As the light faded that early day in May, Wurman’s forecasters were wondering if any clouds in driving range would even gather enough energy to achieve supercell status. Gradually his team edged northward, away from Greensburg toward a volatile on-screen patch that was turning up near the Nebraska state line. “I’m kind of worried that it’s a sucker play,” Wurman said, resigned to the idea that he was now playing a game of chance.
Bluestein, who earlier had been waylaid in southern Kansas for hours by a flat tire, characteristically decided to rely on visual cues. Peering to the southwest, he spotted a storm moving in. “It had a wall cloud, a flanking line, a back-sheared anvil, and an area of precip to the north,” he says. “It looked like a real supercell developing.” Bluestein and two graduate students had set up about six miles from Route 183, a north-south road bordered by grain fields and farmhouses. Drawing power from a portable battery, the X-band polarimetric Doppler radar mounted on the back of their truck scanned steadily. Now, to the amazement of this veteran storm chaser, the supercell began spawning tornadoes in sequence, a phenomenon known as cyclical tornadogenesis.
“It was beautiful,” Bluestein said months later, “just you and the storm. You could see the funnels coming down; they were illuminated by lightning.” Despite his battery’s being almost dead, he recorded “one of the most monstrous tornadoes I’ve ever seen on radar. It just kept getting bigger and bigger.”
At 9:36 p.m., as the mass of swirling air progressed northward at about 25 miles per hour, Bluestein and his team clambered into their truck to head home.
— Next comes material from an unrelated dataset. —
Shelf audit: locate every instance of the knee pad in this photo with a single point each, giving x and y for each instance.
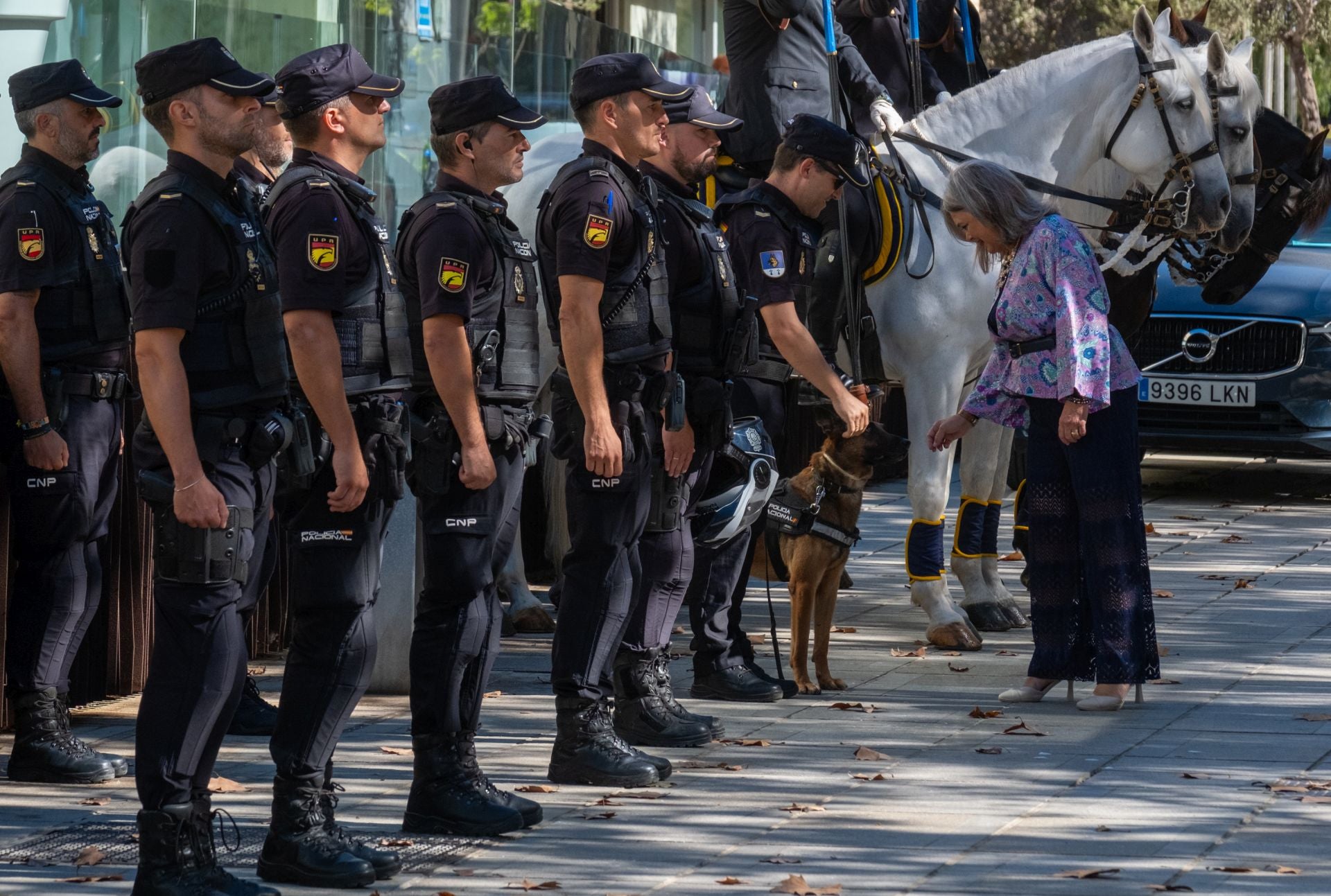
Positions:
(924, 550)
Fifteen minutes later, one of the tornadoes they had intercepted rushed along Greensburg’s Main Street, swooping up the town and dropping it in mangled, splintered pieces. In its dying phase, the funnel most likely looped around and briefly retraced its path. Eleven people were killed, another 60 injured. It was the first-ever measured EF-5 tornado, the highest category on the Enhanced Fujita scale, and the most powerful since 1999, with an estimated peak wind speed of 205 miles per hour. The town of Greensburg was almost totally destroyed.
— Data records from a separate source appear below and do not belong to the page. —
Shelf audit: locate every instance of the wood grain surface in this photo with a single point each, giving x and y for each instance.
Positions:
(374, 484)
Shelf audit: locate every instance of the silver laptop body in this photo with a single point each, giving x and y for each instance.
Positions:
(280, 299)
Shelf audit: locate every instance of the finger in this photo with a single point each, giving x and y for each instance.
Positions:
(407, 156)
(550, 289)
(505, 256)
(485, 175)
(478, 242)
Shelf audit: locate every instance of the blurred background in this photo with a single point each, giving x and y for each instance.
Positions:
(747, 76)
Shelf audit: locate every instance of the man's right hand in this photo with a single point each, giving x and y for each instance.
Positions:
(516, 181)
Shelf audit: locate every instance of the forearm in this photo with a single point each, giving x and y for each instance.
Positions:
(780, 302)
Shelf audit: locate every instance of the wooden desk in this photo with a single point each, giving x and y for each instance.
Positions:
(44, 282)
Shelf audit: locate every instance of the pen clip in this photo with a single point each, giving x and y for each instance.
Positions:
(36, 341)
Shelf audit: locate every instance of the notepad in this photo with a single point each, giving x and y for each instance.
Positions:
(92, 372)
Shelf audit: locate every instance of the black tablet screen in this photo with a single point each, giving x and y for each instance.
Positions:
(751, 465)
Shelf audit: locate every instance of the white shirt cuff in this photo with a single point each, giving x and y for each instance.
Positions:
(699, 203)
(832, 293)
Carmen Renfrow was fortunate. She survived with her sister and pets and found her house almost intact. Not so John Haney. Down in the basement with his wife, he recalls, “You could hear every glass in that house break, and then you could hear the house leave. Then it got deathly quiet, and then we heard it again.” While Haney and his wife emerged uninjured, they later salvaged only enough belongings to fill the back of a pickup truck.
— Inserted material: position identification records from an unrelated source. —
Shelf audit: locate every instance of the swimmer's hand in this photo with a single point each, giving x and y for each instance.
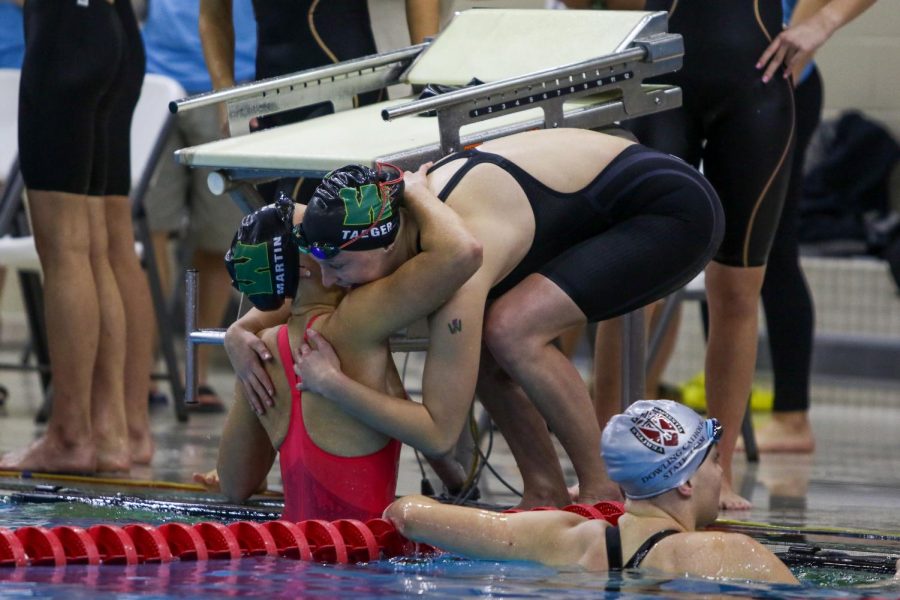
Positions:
(209, 480)
(247, 354)
(794, 47)
(316, 368)
(415, 185)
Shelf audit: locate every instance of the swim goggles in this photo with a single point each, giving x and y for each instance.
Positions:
(327, 250)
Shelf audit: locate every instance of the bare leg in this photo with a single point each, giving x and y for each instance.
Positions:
(215, 293)
(568, 340)
(139, 325)
(108, 393)
(526, 434)
(62, 235)
(519, 330)
(733, 294)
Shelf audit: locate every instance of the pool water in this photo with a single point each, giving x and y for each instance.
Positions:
(436, 577)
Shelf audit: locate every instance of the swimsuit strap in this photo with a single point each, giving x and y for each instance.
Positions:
(648, 545)
(613, 548)
(284, 349)
(474, 157)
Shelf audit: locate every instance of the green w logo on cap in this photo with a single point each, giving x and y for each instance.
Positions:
(251, 268)
(363, 206)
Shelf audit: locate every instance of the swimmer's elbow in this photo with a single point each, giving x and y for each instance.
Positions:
(438, 446)
(405, 513)
(471, 255)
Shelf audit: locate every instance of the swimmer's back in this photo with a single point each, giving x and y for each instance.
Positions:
(565, 160)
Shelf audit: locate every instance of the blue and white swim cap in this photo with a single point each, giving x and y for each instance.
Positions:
(655, 446)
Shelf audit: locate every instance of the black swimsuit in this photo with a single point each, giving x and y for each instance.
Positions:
(644, 227)
(614, 548)
(81, 78)
(739, 127)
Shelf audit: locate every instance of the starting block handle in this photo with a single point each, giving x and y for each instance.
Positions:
(299, 78)
(507, 85)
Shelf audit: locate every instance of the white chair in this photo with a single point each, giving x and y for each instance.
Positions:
(150, 127)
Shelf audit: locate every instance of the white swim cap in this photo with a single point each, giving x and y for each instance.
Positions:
(655, 446)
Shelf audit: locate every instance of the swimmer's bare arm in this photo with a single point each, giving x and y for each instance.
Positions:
(721, 555)
(553, 538)
(248, 354)
(422, 18)
(448, 381)
(245, 451)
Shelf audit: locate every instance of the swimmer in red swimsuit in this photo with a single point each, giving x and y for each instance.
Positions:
(333, 465)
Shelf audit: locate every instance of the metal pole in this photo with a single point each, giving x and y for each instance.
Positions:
(190, 324)
(633, 357)
(274, 83)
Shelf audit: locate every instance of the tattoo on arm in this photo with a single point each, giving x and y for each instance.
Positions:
(455, 326)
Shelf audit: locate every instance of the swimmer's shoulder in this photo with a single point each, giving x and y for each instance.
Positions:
(717, 554)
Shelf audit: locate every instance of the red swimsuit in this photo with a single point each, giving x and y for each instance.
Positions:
(321, 485)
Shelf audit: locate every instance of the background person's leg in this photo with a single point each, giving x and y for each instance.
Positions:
(526, 435)
(62, 235)
(733, 295)
(139, 324)
(110, 429)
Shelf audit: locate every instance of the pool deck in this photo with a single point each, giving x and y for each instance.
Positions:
(852, 481)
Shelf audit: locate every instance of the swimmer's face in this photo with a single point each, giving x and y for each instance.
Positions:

Within minutes, the radio announced news of the devastation. Driving back to Norman, Bluestein felt “kind of sick. You don’t like to hear that you’re out there doing something that’s fun and exciting and interesting—and that people are killed, that a town got wiped away.” Meanwhile Wurman, traveling near the Nebraska border, learned that Bluestein had intercepted the tornado of the decade. Intensely competitive and exhausted from his long day, he termed his miscalculation an “utter defeat.”